これは実は「やりたいことがない」のではなく「多すぎる」状態である。選択肢を絞り込む作業を進めることで解決する。全てを卒論に詰め込もうとせず、1つに絞る勇気を持ちたい。
パターン2:興味の対象が学問と結びつかない
趣味やエンタメへの興味はあるが、それを卒論テーマに繋げられない状態である。
「アニメが好き」「音楽が好き」といった興味を、卒論として成立させる方法が分からない。実はこれらの興味も、社会学・心理学・産業論などの切り口で立派な卒論になる。教員に相談すれば、繋ぎ方の提案がもらえる。
興味と学問を繋ぐ「切り口」を発見できれば、このパターンは解決する。「アニメ」なら「アニメ産業の構造」「アニメの表現の変遷」「アニメと社会の関係」など、様々な学問的な切り口がある。教員はこの切り口を提案するのが仕事の1つでもある。
パターン3:学問全般に関心が持てない
「勉強に興味がない」「大学の学問全般が退屈」と感じる状態である。
これは根本的な状態であり、興味発掘だけでは解決しにくい。この場合は「興味なくても書き終える戦略」に切り替える必要がある。詳細は本記事の後半で扱う。
パターン4:「やりたいこと」の基準が高すぎる
「情熱を注げる何か」を探しているが、そのレベルの興味が見つからない状態である。
「やりたいこと信仰」に囚われている状態である。強い情熱を持って卒論を書く学生は、実は少数派である。「なんとなく気になる」レベルで十分に卒論は成立する。基準を下げることで、多くのテーマ候補が見えてくる。
「情熱を持てるテーマがない=自分は何にも本気になれない人間」という自己否定に発展しがちである。しかし、卒論は「人生を懸ける」ものではない。「学部の卒業要件を満たす」程度の位置づけで捉える方が、実は健全である。
パターン5:精神的な疲労で興味が湧かない
就活や生活の疲労で、何にも興味を持てない状態である。
これは「やりたいことがない」ではなく「疲労で興味が湧かない」状態である。休息とセルフケアで回復すれば、興味も戻ってくる。詳細は卒論のメンタル維持術を参照してほしい。
「やりたいこと信仰」を疑う
結論:「情熱を注げるテーマでなければならない」という思い込みが、多くの学生を追い詰めている。義務型テーマも valid な選択肢である。

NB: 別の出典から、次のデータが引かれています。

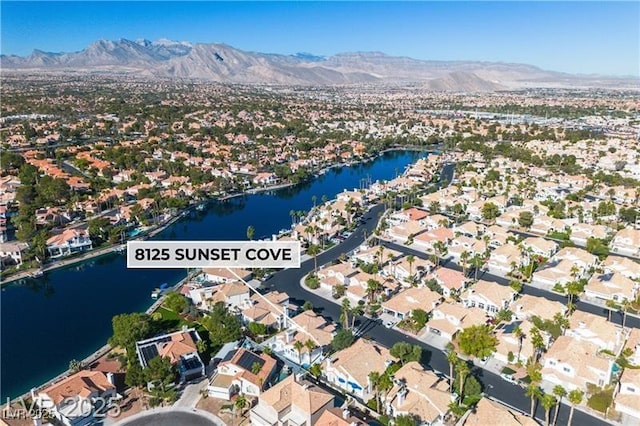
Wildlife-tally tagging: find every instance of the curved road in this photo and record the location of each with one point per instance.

「やりたいこと」を追いかけすぎると、そもそも書き始められない。まず「やりたいこと信仰」を疑うことから始めたい。
「情熱テーマ」は実は少数派
「情熱を注げるテーマ」で卒論を書く学生は、実は全体の一部に過ぎない。
「みんな情熱的にテーマを選んでいる」というのは幻想である。多くの学生は「なんとなく決めた」「他に選択肢がなかった」といった理由でテーマを選んでいる。この事実を知るだけで、精神的な負担が大きく軽くなる。
義務型テーマの価値
「単位のため」「卒業のため」といった義務型の動機でも、質の高い卒論を書くことは可能である。
興味より、規則正しい取り組みの方が、実は卒論の質を決める。情熱があっても継続できなければ完成しない。義務型でも継続できれば、しっかりした卒論になる。動機の種類ではなく、行動の継続性が本質である。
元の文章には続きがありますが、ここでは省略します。